2 réponses à “Les médias et les mythes de l’entrepreneuriat

  1. Bonjour Monsieur,

    Je vous remercie de ce texte qui prend avec lucidité , et je dirais même courage, la distance nécessaire d’avec la mythologie de l’entrepreneuriat dans les techs et l’évangélisme béat que l’on voit vanter sans nuance les start-ups.

    J’ai vécu de nombreuses années dans la Silicon Valley, en tant qu’entrepreneur, ne peux pas dire que je n’y ai pas réussi ( on ne pourra donc m’accuser de parler en homme frustré par un échec), mais je mesure encore combien ce monde de la création d’entreprises dites ” innovantes” ( elles sont loin de toutes l’être ) est une puissante addiction qui prend dans ses phares des “lapins” de tous ordres.
    Des investisseurs grisonnants ayant un peur panique de ne pas être à la page, de brillants diplômés craignant d’être déclassés socialement s’ils ne travaillent pas pour une start-up ou n’en créent pas une, des journalistes communiquant plus pour faire la pub des fonds d’investissements que pour informer, d’avides juristes poussant de jeunes naïfs vers d’hypothétiques fortunes …

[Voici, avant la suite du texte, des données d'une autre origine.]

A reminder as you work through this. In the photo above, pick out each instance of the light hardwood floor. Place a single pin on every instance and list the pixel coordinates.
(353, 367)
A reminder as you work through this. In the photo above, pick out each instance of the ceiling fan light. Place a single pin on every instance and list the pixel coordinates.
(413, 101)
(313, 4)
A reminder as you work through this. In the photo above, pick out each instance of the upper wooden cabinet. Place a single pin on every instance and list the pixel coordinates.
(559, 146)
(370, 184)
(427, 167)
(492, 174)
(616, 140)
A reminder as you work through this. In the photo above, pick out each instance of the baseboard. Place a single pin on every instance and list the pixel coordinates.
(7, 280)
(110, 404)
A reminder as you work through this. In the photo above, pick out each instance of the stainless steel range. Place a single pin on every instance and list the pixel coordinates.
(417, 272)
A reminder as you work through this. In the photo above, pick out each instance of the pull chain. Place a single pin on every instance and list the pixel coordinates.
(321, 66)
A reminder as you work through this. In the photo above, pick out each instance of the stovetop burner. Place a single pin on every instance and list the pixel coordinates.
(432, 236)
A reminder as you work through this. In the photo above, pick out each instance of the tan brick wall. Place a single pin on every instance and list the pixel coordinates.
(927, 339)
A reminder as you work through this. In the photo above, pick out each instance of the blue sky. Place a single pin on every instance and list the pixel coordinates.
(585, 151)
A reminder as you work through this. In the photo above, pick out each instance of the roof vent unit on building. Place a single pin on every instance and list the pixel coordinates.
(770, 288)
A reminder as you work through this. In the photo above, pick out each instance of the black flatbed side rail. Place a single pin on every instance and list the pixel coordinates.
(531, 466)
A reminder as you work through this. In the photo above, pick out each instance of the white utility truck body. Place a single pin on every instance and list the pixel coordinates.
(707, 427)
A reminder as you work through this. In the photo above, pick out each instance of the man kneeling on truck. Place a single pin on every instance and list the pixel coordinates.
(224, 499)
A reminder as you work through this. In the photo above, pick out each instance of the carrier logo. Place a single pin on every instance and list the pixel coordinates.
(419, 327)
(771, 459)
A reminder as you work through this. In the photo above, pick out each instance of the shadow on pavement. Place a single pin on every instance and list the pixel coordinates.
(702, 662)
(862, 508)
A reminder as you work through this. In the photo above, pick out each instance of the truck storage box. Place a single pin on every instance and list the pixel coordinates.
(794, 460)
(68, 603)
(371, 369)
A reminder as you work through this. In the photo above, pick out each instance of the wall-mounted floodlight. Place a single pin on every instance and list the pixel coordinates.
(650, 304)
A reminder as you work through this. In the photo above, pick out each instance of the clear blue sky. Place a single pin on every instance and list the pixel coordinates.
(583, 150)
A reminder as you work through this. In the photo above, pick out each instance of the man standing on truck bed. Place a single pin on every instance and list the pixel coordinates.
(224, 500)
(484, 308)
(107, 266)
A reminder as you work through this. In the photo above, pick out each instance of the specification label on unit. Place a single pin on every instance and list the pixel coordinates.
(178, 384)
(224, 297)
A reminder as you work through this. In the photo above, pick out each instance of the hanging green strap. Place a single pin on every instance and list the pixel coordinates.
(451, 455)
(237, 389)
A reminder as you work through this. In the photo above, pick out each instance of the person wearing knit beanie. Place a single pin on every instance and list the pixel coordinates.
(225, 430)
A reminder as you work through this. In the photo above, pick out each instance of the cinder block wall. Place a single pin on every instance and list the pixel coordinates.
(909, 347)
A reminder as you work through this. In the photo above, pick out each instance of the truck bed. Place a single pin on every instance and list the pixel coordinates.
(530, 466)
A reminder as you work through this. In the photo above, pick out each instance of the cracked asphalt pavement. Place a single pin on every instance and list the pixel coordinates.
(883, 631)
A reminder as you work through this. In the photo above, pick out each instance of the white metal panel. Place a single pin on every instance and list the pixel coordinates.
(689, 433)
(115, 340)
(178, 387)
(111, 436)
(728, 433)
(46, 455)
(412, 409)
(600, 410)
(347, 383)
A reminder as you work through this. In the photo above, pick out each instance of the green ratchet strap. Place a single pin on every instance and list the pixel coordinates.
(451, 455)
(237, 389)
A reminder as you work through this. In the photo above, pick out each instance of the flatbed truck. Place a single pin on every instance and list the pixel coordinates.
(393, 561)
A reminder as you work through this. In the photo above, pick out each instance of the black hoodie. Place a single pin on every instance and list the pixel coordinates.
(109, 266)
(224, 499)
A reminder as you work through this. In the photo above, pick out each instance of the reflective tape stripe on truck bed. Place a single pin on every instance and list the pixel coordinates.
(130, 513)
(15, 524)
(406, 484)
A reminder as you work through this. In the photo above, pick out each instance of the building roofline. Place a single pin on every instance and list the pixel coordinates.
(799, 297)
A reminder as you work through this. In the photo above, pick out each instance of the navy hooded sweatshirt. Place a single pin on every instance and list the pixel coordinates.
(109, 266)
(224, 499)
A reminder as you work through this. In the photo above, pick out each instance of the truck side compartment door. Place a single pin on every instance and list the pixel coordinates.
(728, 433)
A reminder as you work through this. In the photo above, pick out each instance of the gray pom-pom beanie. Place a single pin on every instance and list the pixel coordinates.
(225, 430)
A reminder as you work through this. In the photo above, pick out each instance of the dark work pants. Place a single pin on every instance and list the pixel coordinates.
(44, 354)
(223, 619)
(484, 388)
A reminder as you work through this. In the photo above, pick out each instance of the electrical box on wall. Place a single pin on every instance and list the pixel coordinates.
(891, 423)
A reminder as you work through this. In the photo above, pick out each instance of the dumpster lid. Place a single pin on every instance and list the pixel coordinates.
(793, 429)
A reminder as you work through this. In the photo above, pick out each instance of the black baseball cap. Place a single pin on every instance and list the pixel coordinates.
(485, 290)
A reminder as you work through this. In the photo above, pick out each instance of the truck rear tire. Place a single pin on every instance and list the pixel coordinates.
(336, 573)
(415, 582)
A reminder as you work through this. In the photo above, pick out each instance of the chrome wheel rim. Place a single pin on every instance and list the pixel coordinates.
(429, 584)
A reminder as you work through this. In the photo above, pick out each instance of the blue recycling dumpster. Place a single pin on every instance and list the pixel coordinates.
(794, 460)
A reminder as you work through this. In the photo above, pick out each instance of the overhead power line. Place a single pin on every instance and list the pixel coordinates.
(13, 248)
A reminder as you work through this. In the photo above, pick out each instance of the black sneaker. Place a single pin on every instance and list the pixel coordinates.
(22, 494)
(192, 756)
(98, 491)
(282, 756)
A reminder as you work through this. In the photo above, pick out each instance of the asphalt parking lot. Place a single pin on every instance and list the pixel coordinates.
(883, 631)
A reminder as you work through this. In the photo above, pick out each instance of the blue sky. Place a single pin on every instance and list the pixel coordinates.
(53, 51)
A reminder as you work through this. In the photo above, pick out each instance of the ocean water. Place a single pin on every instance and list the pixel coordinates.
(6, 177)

    Ce mot de “lapins”, cruel il est vrai, me fut confié par une psychanalyste de Menlo Park, me disant cyniquement, en riant, ” avec la tech et les start-ups, on me créera de la patientèle jusqu’à ma retraite”…
    Un ami psychiatre n’en finit pas de me décrire les dégâts qu’il observe quotidiennement dans ce monde si particulier.

    Je prends la liberté de conseiller la lecture d’un ouvrage rédigé en 2013 par Dave Eggers. Le Cercle.
    Un roman , certes, mais une immersion prémonitoire, fascinante, troublante et effrayante, dans un univers qui sait créer des légendes et qui a intégré cette création de légendes dans son modèle.